Virginia’s job outlook was a mixed bag in August, with the number of jobs up and the number of people still in the state workforce down.
The result is an unemployment rate that was unchanged at 3.6%, marking the first time in eight months that the state jobless rate did not rise.
Gov. Glenn Youngkin, who leaves office in January, focused on an increase of 7,200 jobs in August and an upward revision of 2,700 in July as vindication of his policies since becoming governor almost four years ago. Since his inauguration in January 2022, Youngkin said the state had added 277,000 jobs, including 44,400 in the previous 12 months.
“The increase in non-farm payroll jobs is a direct reflection of the continued strength of our labor market, job growth driven by significant business investment, and rapid start-up growth,” the governor said in a statement on Friday.

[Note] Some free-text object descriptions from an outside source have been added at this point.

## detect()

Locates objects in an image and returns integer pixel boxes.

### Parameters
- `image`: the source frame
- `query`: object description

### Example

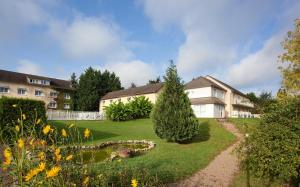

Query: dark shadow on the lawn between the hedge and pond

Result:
[52,121,120,141]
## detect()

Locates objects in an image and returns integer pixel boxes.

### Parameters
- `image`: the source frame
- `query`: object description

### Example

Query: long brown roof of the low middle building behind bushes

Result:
[101,83,163,100]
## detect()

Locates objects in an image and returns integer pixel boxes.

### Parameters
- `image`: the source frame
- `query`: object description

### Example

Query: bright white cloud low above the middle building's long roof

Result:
[100,60,157,88]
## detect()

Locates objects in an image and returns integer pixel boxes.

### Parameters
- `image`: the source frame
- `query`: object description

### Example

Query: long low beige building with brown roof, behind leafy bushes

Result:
[99,83,163,112]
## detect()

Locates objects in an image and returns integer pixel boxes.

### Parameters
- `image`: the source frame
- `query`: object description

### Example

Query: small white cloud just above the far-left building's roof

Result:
[16,59,43,75]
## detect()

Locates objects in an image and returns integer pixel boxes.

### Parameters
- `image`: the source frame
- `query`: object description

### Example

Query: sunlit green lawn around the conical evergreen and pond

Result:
[52,119,235,183]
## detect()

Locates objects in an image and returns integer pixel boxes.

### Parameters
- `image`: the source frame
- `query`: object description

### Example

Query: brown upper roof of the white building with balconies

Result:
[184,76,226,91]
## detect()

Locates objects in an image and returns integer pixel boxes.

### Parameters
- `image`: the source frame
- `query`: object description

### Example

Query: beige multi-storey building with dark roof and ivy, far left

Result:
[0,70,73,110]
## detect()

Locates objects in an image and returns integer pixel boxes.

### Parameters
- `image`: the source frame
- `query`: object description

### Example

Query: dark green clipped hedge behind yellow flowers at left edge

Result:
[0,97,47,139]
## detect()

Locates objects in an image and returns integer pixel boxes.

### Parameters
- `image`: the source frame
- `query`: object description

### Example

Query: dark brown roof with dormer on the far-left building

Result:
[0,70,73,90]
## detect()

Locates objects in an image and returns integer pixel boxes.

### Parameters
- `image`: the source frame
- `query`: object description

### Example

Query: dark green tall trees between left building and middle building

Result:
[74,67,122,111]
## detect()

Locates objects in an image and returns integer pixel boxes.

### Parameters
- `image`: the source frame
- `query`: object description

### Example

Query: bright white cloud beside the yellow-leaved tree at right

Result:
[227,34,284,88]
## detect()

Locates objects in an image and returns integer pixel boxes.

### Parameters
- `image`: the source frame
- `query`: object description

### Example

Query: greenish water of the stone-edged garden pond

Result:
[75,143,149,164]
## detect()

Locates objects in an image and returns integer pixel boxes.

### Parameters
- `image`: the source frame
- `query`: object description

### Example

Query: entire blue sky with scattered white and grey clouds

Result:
[0,0,300,92]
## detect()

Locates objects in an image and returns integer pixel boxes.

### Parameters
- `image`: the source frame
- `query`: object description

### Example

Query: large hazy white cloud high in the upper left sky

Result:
[50,16,132,61]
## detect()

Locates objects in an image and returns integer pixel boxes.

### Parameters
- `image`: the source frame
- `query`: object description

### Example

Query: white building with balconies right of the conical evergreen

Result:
[185,76,254,118]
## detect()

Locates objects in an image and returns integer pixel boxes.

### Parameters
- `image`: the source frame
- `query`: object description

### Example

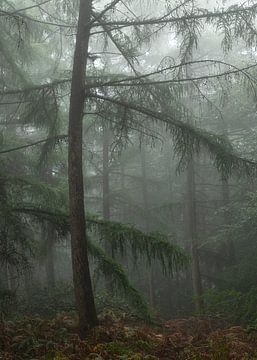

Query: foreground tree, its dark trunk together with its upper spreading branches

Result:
[1,0,256,335]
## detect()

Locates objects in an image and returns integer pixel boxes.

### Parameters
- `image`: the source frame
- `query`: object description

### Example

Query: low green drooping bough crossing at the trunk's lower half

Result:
[11,206,190,276]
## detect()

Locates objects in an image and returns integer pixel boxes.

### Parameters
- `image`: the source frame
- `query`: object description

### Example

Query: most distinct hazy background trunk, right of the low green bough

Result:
[187,159,203,312]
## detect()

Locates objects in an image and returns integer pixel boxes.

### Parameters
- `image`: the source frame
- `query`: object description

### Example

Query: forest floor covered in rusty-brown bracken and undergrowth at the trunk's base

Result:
[0,315,257,360]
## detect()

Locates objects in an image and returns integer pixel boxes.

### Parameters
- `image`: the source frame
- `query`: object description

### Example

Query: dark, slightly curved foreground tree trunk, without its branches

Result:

The national statistics released on Friday also show Virginia’s labor participation rate declining by 0.1 percentage point, with 5,081 more people either unemployed or entirely out of the work force than in July. Since the previous August, Virginia’s labor force has decreased by 40,940 people.
“If you treated the number of people who left the work force as unemployed, the unemployment rate would have ticked up,” said Bob McNab, chairman of the economics department at Old Dominion University in Norfolk.
Part of the disconnect is the government’s use of two different surveys – one of households that measures employment, and the other of businesses that counts jobs and employees, including those who work more than one job.
“The numbers tell you both things can be correct,” McNab said. “There can be plenty of jobs open and also the number of people at work or looking for work has declined in Virginia.”
The Youngkin administration emphasizes that Virginia’s unemployment rate is 0.7 percentage point below the national average, which increased to 4.3% last month.
The state’s unemployment rate also has risen by 0.7 percentage point in the past year, lagging only Indiana and Oregon, where the rate rose by 0.8 percentage point over 12 months.
The District of Columbia had the highest unemployment rate in the country at 6%, which increased by the same 0.7 percentage point as Virginia over the previous 12 months. The unemployment rate rose 0.2 percentage point in Maryland in August, matching Virginia’s rate at 3.6%.
The war of numbers drives different political conclusions about the state of the economy under President Donald Trump, who took office on Jan. 20, and, in Virginia, under Youngkin, a Republican ally of the president who has been mentioned nationally as a potential presidential candidate in 2028.
The governor emphasizes the number of jobs that his administration has created – or will – under economic development deals reached during his tenure. He also focuses on the number of jobs available to Virginians who have lost their federal government employment or work as private government contractors under Trump, who has slashed the federal workforce and spending, both important to the state’s economy.
“With more than 200,000 open jobs, combined with substantial, continuous investment and a nation-leading workforce, Virginia continues to be the land of opportunity for businesses and individuals alike,” he proclaimed.
The job outlook in Virginia also has become a central issue in the campaign for governor, with Democrat Abigail Spanberger calling on the Youngkin administration to do more to defend Virginians who have lost their jobs because of Trump’s actions and Lt. Gov. Winsome Earle-Sears sharing credit for what she calls the governor’s success in expanding opportunities for jobs in the private sector.
Earle-Sears is appearing at an early voting rally on Friday evening in Chesterfield County with former Republican presidential candidate Vivek Ramaswamy, who co-led Trump’s Department of Government Efficiency with Elon Musk before stepping down in January to run for governor in Ohio next year.
Virginia lost 1,800 federal jobs in August from the previous month and 8,700 since the previous August, the U.S. Bureau of Labor Statistics reported. The state also lost 1,900 jobs in professional and business services – a category that includes high-wage jobs for private companies working for the federal government – from month to month, as well as 8,000 from year to year. Manufacturing business shed 100 jobs in August, compared with the previous month and 4,100 compared with the previous year.
The state gained the most jobs in education and health services – 4,600 compared with the previous month and 27,600 more than the previous year. It also showed gains in construction, services and production of goods.
State officials are waiting until the end of the federal fiscal year on Sept. 30 to measure the full effect of the cuts under Trump. That is when deferred resignations take effect for federal employees who accepted the “fork in the road” and other buyout offers that DOGE made earlier this year to shrink the government workforce.
Those reductions largely have not shown up yet in state unemployment claims. Virginia Secretary of Labor Bryan Slater said that about 1,700 affected federal employees have filed for unemployment insurance in Virginia. Slater said affected employees had filed about 5,000 claims in D.C. and 3,000 in Maryland.
“It has not been – yet – what anyone was expecting,” he said.
The numbers are higher for employees of private contractors, with about 5,900 claims by workers for the top 500 companies doing business for the federal government.
“We’ll see what happens after the 30th,” Slater said.